I am new to Django, and I am creating an API using Django Rest Framework (3.14.0), dj-rest-auth (5.0.2) and simplejwt (5.3.1). CORS is being handled by django-cors-headers (4.3.1), and the middleware is right at the top:
INSTALLED_APPS = [
'django.contrib.admin',
'django.contrib.auth',
'django.contrib.contenttypes',
'django.contrib.sessions',
'django.contrib.messages',
'cloudinary_storage',
'django.contrib.staticfiles',
'cloudinary',
# Django REST Framework
'rest_framework',
'rest_framework.authtoken', # Django REST Framework Token Authentication
'dj_rest_auth',
# Registration
'django.contrib.sites',
'allauth',
'allauth.account',
'allauth.socialaccount',
'dj_rest_auth.registration',
# CORS
'corsheaders',
# Apps
'profiles',
'places',
'posts',
'likes',
]
MIDDLEWARE = [
'corsheaders.middleware.CorsMiddleware',
'django.middleware.security.SecurityMiddleware',
'django.contrib.sessions.middleware.SessionMiddleware',
'django.middleware.common.CommonMiddleware',
'django.contrib.auth.middleware.AuthenticationMiddleware',
'django.contrib.messages.middleware.MessageMiddleware',
'django.middleware.csrf.CsrfViewMiddleware',
'django.middleware.clickjacking.XFrameOptionsMiddleware',
'allauth.account.middleware.AccountMiddleware',
# ... custom middleware ...
'middleware.dj_rest_auth_logging.LogResponseMiddleware',
]
The Cookies are set like this:
REST_AUTH = {
'USE_JWT': True,
'JWT_AUTH_SECURE': True,
'JWT_AUTH_COOKIE': 'positive-auth',
'JWT_AUTH_REFRESH_COOKIE': 'positive-refresh-token',
# When this flag is set to false, the refresh token will be sent in the body
# Unless, it will be only in a cookie
'JWT_AUTH_HTTPONLY': False,
'JWT_AUTH_SAMESITE': 'None',
# 'JWT_AUTH_COOKIE_DOMAIN' : ".herokuapp.com",
}
CORS_ALLOW_CREDENTIALS = True
I have deployed the api in Heroku, and the Front-End is a React (18.2.0) app using Axios (0.27.2) for all HTTP (I test it in GitPod but have also deployed it in Heroku to see if that solved and CROSS ORIGIN problems.
My Axios default is:
import axios from "axios";
axios.defaults.baseURL = "https://my-app.herokuapp.com";
axios.defaults.headers.post["Content-Type"] = "multipart/form-data";
axios.defaults.withCredentials = true;
export const axiosReq = axios.create();
export const axiosRes = axios.create();
I am on a Mac M2 (Sonoma 14.2.1 (23C71)) and I can see all the cookies in postman (I suppose because it is considered as localhost, so no policies are applied), but I cannot see them in Chrome, nor Edge (I never use Safari due to the lack of dev tools). I see the tokens being sent in the body, but no set-cookie headers.

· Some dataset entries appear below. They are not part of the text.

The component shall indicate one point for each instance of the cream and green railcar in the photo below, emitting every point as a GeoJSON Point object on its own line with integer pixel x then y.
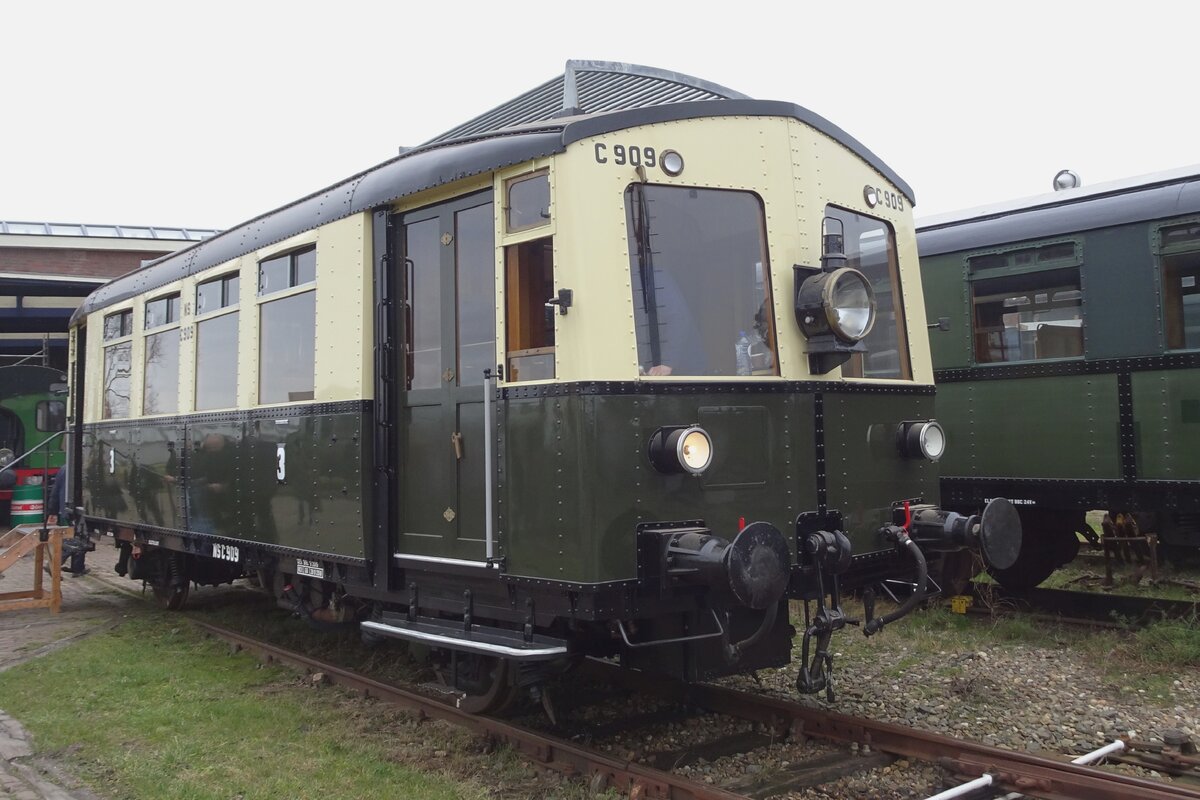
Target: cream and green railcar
{"type": "Point", "coordinates": [559, 383]}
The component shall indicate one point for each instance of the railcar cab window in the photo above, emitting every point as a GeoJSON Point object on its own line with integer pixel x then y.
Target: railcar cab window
{"type": "Point", "coordinates": [1027, 304]}
{"type": "Point", "coordinates": [287, 328]}
{"type": "Point", "coordinates": [527, 203]}
{"type": "Point", "coordinates": [870, 248]}
{"type": "Point", "coordinates": [701, 284]}
{"type": "Point", "coordinates": [118, 358]}
{"type": "Point", "coordinates": [51, 416]}
{"type": "Point", "coordinates": [1180, 251]}
{"type": "Point", "coordinates": [216, 342]}
{"type": "Point", "coordinates": [529, 281]}
{"type": "Point", "coordinates": [160, 380]}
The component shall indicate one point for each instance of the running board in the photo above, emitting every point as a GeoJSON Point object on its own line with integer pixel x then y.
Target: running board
{"type": "Point", "coordinates": [479, 639]}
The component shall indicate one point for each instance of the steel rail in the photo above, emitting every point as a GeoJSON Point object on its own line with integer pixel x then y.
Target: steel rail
{"type": "Point", "coordinates": [1012, 770]}
{"type": "Point", "coordinates": [545, 751]}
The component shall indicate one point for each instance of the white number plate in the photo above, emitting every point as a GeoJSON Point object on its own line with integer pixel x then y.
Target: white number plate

In Firefox I can see the set-cookie headers, but they are never saved. I thought I needed to declare the domain, so I uncommented the JWT_COOKIE_DOMAIN flag, and now it says that the cookies cannot be saved because the domain is not correct.

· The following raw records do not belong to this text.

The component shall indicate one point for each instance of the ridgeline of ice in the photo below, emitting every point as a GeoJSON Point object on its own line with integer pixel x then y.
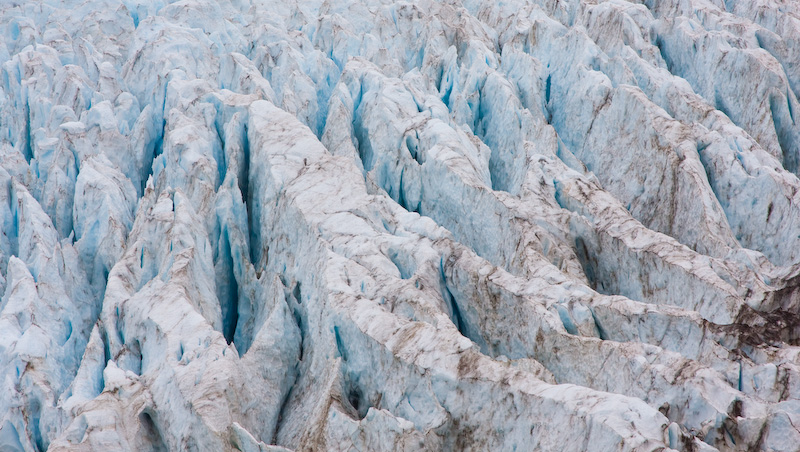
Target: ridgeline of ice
{"type": "Point", "coordinates": [372, 225]}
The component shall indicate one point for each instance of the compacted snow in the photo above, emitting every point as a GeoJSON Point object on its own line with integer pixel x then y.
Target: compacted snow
{"type": "Point", "coordinates": [264, 225]}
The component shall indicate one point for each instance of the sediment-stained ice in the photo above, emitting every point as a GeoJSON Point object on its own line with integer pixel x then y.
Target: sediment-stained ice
{"type": "Point", "coordinates": [376, 225]}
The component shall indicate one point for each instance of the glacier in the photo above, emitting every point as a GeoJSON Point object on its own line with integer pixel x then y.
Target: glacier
{"type": "Point", "coordinates": [301, 225]}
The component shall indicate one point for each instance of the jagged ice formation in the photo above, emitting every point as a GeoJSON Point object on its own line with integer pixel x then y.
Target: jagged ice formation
{"type": "Point", "coordinates": [264, 225]}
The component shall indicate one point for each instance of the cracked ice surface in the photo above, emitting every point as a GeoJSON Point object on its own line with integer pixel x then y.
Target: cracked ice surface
{"type": "Point", "coordinates": [372, 225]}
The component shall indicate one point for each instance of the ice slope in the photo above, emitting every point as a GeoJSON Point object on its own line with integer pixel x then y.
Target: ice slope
{"type": "Point", "coordinates": [438, 225]}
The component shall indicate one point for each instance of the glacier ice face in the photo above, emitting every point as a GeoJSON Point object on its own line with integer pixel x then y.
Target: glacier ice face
{"type": "Point", "coordinates": [380, 225]}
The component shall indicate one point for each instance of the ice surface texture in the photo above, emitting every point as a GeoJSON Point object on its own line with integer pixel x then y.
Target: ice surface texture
{"type": "Point", "coordinates": [371, 225]}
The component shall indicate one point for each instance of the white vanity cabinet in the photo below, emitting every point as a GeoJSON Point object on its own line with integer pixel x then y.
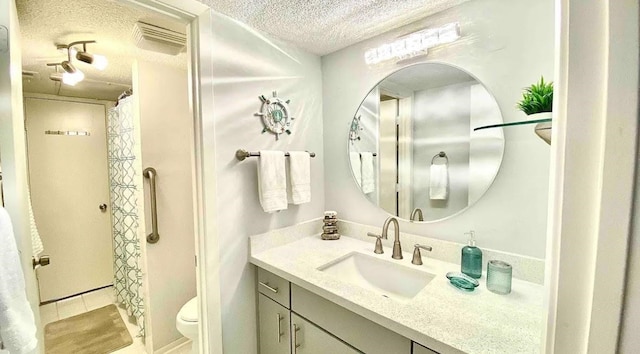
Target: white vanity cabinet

The thing that is puzzling me, is that, in a Windows VM created in Azure, everything works perfectly.
- Is there a way to make it work on Mac?
- Is there something wrong with my API settings.py or do I need to do something on my Mac?

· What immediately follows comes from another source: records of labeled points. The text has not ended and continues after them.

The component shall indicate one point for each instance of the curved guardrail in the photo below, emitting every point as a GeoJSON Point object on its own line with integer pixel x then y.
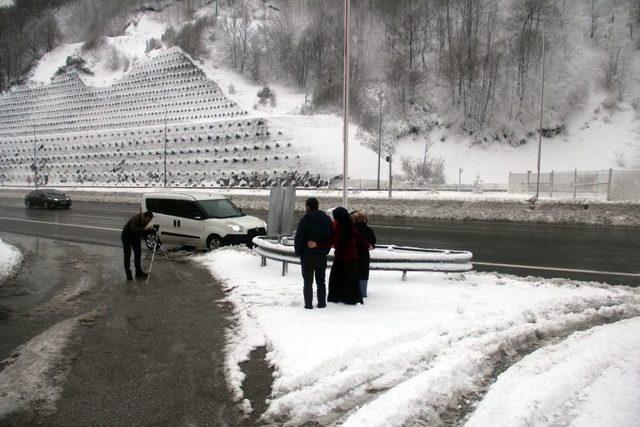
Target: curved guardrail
{"type": "Point", "coordinates": [383, 257]}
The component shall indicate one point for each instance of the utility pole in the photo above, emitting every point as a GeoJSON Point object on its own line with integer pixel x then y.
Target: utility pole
{"type": "Point", "coordinates": [35, 157]}
{"type": "Point", "coordinates": [390, 175]}
{"type": "Point", "coordinates": [166, 111]}
{"type": "Point", "coordinates": [544, 57]}
{"type": "Point", "coordinates": [165, 147]}
{"type": "Point", "coordinates": [345, 105]}
{"type": "Point", "coordinates": [379, 133]}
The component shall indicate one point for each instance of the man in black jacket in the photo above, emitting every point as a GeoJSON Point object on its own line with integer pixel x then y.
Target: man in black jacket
{"type": "Point", "coordinates": [132, 233]}
{"type": "Point", "coordinates": [316, 226]}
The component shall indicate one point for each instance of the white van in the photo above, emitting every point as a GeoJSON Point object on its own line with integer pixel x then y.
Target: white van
{"type": "Point", "coordinates": [201, 220]}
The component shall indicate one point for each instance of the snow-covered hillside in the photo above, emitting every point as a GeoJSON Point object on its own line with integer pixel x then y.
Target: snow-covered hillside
{"type": "Point", "coordinates": [602, 134]}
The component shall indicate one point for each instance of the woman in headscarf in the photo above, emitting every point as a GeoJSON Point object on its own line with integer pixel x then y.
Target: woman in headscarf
{"type": "Point", "coordinates": [344, 279]}
{"type": "Point", "coordinates": [360, 220]}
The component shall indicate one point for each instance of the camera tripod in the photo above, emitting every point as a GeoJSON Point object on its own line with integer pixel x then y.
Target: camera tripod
{"type": "Point", "coordinates": [157, 246]}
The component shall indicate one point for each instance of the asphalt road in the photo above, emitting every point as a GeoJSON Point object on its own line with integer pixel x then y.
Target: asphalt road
{"type": "Point", "coordinates": [143, 354]}
{"type": "Point", "coordinates": [584, 253]}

- If Mac is the problem, why does that happen and how a normal user should use the web-app?
Thanks!
What I have done so far:
I changed the settings of my JWT configuration and CORS. I created a VM in Azure to test in a Windows machine.
NOTE: I know the set-cookie flag is being sent, as I logged it in my API and then Firefox (Mac) is showing them in the HTTP response received by the front-end.
I expected that the browsers in Mac also saved the cookies.